Argo Workflows is a Kubernetes-native workflow execution engine that allows you to run workflows in a DAG (directed acyclic graph) or step-based manner. In simpler terms, Argo Workflows offers a familiar approach similar to that found in continuous integration platforms like GitHub Actions, but with powerful additional features specifically designed for Kubernetes environments.
This tutorial will explain what Argo Workflows are, how they work, their use cases, and how to get started.
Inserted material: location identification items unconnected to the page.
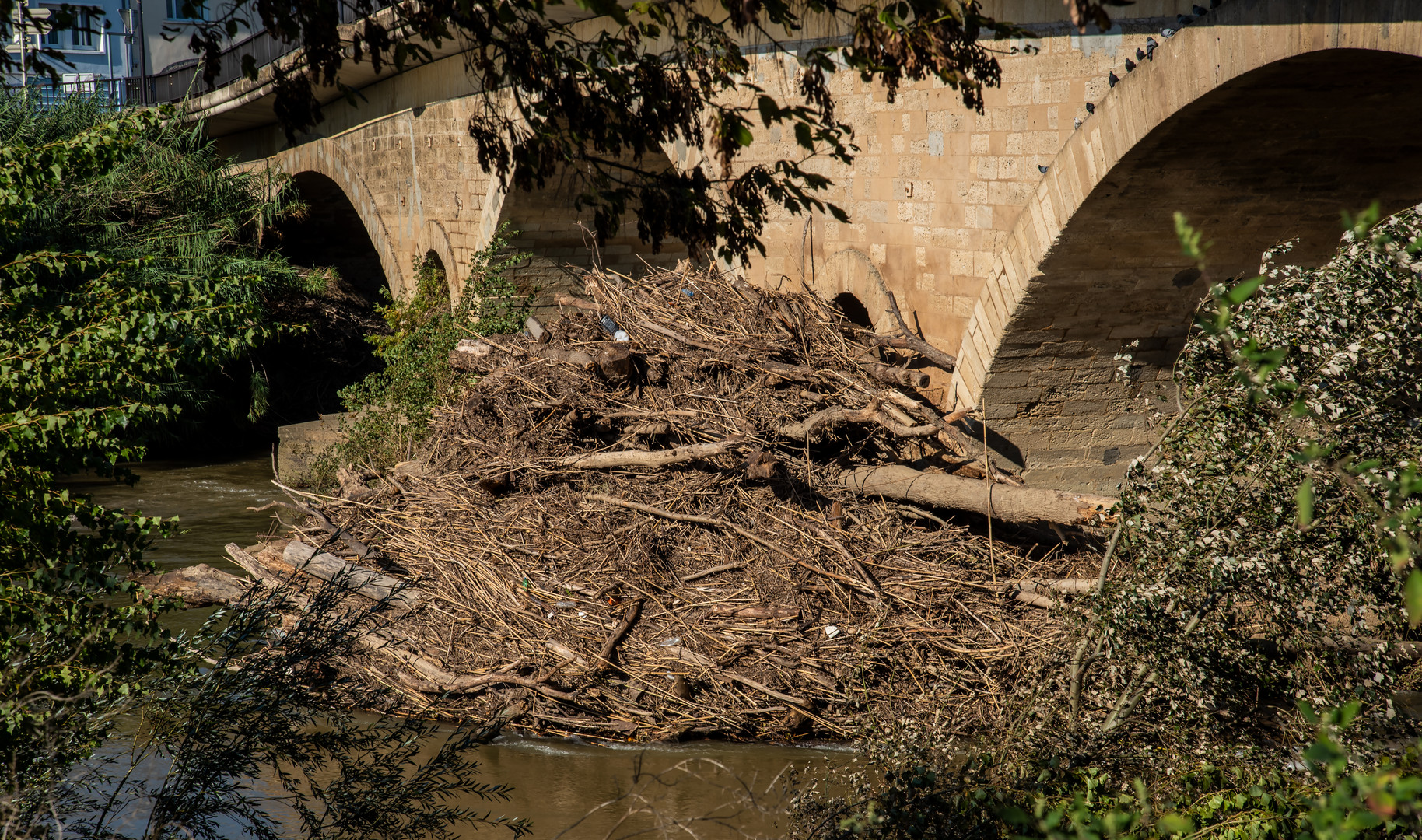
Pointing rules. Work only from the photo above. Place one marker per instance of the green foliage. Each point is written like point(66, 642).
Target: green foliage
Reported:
point(915, 786)
point(1270, 544)
point(90, 352)
point(130, 269)
point(259, 744)
point(394, 404)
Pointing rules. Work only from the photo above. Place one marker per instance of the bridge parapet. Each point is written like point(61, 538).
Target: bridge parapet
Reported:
point(1063, 293)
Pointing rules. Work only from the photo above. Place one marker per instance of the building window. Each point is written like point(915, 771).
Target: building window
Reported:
point(187, 9)
point(49, 36)
point(86, 32)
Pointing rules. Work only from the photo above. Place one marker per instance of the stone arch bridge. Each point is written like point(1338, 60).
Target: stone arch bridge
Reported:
point(1063, 293)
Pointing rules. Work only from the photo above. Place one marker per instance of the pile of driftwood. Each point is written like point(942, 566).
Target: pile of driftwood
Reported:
point(693, 508)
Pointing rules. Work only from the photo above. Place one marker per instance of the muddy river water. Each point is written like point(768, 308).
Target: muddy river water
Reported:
point(568, 789)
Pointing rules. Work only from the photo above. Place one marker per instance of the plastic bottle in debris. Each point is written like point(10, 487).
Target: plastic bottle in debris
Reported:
point(611, 329)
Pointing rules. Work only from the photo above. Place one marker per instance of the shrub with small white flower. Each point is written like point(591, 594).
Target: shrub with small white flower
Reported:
point(1269, 546)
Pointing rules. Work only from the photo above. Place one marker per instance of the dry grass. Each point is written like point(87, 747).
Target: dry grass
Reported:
point(769, 603)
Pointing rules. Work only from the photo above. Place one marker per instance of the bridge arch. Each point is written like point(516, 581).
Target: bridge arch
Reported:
point(322, 168)
point(1257, 134)
point(561, 238)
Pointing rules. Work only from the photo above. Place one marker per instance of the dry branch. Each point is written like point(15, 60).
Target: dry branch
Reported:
point(642, 594)
point(649, 460)
point(919, 345)
point(1003, 502)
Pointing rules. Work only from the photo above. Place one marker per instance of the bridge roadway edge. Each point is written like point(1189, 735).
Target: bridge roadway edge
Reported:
point(1028, 278)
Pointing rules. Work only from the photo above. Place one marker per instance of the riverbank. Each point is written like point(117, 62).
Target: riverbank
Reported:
point(653, 536)
point(566, 788)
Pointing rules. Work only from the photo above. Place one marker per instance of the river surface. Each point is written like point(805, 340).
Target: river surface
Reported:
point(570, 790)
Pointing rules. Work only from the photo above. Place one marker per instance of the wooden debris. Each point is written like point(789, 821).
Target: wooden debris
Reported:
point(686, 534)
An introduction to Argo Workflows
Before diving into the tutorial, let’s take a look at the unique advantages Argo Workflows offers. As a Kubernetes-native solution, it can leverage your existing compute resources to perform actions that you might otherwise outsource to an external platform, such as your CI/CD workflows. However, this isn’t always the case. To put this in perspective, here are a few use cases for Argo Workflows:
| Use Case | Description |
|---|---|
| Machine Learning Pipelines | You can orchestrate complex ML workflows where data preprocessing, model training, evaluation, and deployments must occur in sequence. Unlike external ML platforms, your data never leaves your cluster, and you can leverage GPU nodes or high-memory instances as needed without worrying about egress costs. |
| Data Processing Jobs | ETL pipelines that need to process large datasets can benefit from Argo's ability to spin up multiple parallel workers and coordinate their execution. This is particularly useful when you're already running data processing workloads on Kubernetes and want to avoid managing external orchestration tools, such as Apache Airflow. |
| CI/CD for Kubernetes Applications | While GitHub Actions works well for building applications, Argo Workflows excels at deployment pipelines that require deep integration with Kubernetes resources, such as running database migrations, performing canary deployments, or coordinating multi-service rollouts. |
Argo Workflow concepts
Before diving into a demo, there are a couple of core concepts you will need to understand:
Workflow is a central resource in Argo, defining the workflow to be executed and storing the workflow's state. These critical functions mean you should treat Workflows as live objects.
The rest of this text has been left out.